Maybe I have a fundamental misunderstanding, but I feel like hoping that model alignment and in-model guardrails are statistical preventions, ie you'll reduce the odds to some number of zeroes preceeding the 1. These things should literally never be able to happen, though. It's a fools errand to hope that you'll get to a model where there is no value in the input space that maps to <bad thing you really don't want>. Even if you "stack" models, having a safety-check model act on the output of your larger model, you're still just multiplying odds.

replies(5): >>45006201 #>>45006251 #>>45006358 #>>45007218 #>>45007846 #
anzumitsu ◴[] No.45006358[source]
To play devils advocate, isn’t any security approach fundamentally statistical because we exist in the real world, not the abstract world of security models, programming language specifications, and abstract machines? There’s always going to be a chance of a compiler bug, a runtime error, a programmer error, a security flaw in a processor, whatever.

Now, personally I’d still rather take the approach that at least attempts to get that probability to zero through deterministic methods than leave it up to model alignment. But it’s also not completely unthinkable to me that we eventually reach a place where the probability of a misaligned model is sufficiently low to be comparable to the probability of an error occurring in your security model.

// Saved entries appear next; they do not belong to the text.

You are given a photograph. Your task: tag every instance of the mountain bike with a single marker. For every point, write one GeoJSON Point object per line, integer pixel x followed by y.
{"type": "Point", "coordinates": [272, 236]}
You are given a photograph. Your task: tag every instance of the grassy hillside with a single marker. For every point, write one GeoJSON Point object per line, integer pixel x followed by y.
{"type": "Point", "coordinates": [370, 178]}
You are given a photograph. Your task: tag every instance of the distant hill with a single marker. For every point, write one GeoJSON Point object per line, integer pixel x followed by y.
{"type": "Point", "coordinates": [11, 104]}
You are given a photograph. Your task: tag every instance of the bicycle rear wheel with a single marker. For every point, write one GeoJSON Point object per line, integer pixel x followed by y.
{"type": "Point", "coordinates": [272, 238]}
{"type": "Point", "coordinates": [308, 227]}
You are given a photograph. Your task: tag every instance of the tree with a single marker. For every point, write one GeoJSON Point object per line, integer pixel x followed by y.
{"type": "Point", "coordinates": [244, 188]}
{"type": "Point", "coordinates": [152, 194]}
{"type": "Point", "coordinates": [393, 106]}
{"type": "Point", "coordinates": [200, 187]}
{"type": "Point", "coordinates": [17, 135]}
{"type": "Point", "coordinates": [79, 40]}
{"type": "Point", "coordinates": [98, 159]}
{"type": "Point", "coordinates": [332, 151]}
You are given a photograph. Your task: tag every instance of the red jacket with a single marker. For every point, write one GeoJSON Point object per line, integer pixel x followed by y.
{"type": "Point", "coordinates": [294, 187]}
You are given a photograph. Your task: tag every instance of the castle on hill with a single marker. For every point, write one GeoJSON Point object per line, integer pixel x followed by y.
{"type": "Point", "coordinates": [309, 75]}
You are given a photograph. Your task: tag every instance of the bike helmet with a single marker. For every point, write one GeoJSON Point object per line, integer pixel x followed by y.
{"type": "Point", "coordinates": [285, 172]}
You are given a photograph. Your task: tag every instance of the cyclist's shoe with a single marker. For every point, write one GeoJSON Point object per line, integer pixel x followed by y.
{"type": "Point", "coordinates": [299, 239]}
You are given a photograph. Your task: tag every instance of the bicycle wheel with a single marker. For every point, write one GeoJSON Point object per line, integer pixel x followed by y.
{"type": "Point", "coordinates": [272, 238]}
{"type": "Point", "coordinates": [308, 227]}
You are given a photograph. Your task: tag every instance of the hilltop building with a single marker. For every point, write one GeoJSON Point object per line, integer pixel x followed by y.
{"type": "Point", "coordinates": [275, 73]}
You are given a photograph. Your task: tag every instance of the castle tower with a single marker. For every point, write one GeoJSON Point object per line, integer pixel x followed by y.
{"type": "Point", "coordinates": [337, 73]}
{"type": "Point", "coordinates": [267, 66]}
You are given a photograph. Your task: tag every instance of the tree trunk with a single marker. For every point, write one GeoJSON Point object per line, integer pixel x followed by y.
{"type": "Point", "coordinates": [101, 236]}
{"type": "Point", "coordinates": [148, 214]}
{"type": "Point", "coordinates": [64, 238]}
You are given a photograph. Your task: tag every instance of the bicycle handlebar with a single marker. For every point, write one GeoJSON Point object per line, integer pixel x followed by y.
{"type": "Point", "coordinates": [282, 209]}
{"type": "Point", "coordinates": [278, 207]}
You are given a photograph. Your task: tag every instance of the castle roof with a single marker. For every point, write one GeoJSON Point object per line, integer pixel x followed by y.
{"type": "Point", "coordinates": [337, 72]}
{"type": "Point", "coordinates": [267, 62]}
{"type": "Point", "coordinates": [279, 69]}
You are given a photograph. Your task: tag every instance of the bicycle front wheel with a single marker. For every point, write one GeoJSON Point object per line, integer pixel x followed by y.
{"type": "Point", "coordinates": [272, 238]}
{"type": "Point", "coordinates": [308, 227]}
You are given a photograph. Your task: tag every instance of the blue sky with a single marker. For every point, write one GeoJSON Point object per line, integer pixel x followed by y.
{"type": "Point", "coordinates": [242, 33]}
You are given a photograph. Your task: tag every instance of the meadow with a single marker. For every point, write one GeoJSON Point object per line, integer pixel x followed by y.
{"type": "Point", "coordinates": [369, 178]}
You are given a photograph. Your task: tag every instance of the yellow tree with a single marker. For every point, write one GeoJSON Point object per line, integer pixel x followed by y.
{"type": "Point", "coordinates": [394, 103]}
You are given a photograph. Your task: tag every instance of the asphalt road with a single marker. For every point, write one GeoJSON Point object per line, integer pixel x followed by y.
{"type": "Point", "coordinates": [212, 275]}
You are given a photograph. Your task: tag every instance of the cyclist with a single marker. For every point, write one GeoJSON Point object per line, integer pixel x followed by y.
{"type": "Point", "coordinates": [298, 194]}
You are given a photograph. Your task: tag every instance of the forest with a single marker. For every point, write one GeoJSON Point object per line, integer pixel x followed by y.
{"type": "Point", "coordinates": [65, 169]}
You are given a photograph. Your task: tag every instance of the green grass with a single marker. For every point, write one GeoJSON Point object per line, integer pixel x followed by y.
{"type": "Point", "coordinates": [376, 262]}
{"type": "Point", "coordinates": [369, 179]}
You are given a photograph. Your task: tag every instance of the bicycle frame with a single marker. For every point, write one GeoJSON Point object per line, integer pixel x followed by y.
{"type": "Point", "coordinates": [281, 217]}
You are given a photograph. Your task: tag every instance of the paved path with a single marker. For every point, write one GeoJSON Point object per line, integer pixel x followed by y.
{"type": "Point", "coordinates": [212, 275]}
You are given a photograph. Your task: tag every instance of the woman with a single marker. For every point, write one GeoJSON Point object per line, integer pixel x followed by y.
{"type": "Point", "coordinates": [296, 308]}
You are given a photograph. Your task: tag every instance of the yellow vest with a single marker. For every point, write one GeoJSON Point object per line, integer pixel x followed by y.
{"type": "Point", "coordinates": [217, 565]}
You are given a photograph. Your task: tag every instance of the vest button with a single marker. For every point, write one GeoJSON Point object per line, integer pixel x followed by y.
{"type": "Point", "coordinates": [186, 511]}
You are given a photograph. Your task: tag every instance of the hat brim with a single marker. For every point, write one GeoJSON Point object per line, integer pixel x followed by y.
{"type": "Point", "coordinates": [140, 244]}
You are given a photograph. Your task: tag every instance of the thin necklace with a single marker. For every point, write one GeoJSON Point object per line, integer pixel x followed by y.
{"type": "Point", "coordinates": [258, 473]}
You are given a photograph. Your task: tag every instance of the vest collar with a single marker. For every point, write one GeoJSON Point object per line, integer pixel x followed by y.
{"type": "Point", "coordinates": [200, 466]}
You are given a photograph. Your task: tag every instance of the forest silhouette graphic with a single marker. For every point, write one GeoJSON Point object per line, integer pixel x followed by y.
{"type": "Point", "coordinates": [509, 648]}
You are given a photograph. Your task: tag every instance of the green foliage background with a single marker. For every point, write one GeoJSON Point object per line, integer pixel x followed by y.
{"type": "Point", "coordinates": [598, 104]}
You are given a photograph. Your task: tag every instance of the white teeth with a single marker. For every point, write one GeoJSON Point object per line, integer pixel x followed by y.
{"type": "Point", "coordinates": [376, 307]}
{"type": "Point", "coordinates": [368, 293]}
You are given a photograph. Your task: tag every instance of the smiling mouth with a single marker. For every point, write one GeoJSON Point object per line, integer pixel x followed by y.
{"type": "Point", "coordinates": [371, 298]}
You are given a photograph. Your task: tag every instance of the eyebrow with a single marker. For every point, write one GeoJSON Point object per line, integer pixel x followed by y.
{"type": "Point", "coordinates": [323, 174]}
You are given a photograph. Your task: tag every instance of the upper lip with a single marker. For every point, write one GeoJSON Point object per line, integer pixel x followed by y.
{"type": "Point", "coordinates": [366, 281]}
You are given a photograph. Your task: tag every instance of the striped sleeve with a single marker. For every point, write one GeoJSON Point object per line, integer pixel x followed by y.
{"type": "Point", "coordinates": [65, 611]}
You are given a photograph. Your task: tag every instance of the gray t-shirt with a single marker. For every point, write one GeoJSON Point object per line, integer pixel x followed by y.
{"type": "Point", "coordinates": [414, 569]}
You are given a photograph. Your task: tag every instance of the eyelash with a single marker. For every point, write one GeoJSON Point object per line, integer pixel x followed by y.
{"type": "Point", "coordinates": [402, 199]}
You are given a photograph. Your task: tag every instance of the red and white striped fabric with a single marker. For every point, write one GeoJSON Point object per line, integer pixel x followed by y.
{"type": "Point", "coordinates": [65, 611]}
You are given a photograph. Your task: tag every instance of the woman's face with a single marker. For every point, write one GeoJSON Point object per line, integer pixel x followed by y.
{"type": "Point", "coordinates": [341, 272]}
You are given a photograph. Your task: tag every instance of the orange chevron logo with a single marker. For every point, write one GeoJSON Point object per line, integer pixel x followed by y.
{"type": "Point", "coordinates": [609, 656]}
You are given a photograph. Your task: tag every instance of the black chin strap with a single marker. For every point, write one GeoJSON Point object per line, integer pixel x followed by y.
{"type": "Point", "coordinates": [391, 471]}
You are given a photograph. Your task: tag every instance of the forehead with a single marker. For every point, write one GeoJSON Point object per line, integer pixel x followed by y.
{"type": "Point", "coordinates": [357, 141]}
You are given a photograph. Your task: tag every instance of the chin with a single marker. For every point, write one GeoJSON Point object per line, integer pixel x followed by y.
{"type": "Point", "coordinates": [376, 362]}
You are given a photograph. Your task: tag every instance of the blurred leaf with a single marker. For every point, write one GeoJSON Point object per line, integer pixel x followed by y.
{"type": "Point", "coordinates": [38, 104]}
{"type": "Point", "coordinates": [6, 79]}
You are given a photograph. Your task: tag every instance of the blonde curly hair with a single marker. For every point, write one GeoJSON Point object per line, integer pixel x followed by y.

replies(4): >>45006455 #>>45007043 #>>45007799 #>>45016698 #
1. ec109685 ◴[] No.45006455[source]
The fact that every single system prompt has been leaked despite guidelines to the LLM that it should protect it, shows that without “physical” barriers, you are aren’t providing any security guarantees.

A user of chrome can know, barring bugs that are definitively fixable, that a comment on a reddit post can’t read information from their bank.

If an LLM with user controlled input has access to both domains, it will never be secure until alignment becomes perfect, which there is no current hope to achieve.

And if you think about a human in the driver seat instead of an LLM trying to make these decisions, it’d be easy for a sophisticated attacker to trick humans to leak data, so it’s probably impossible to align it this way.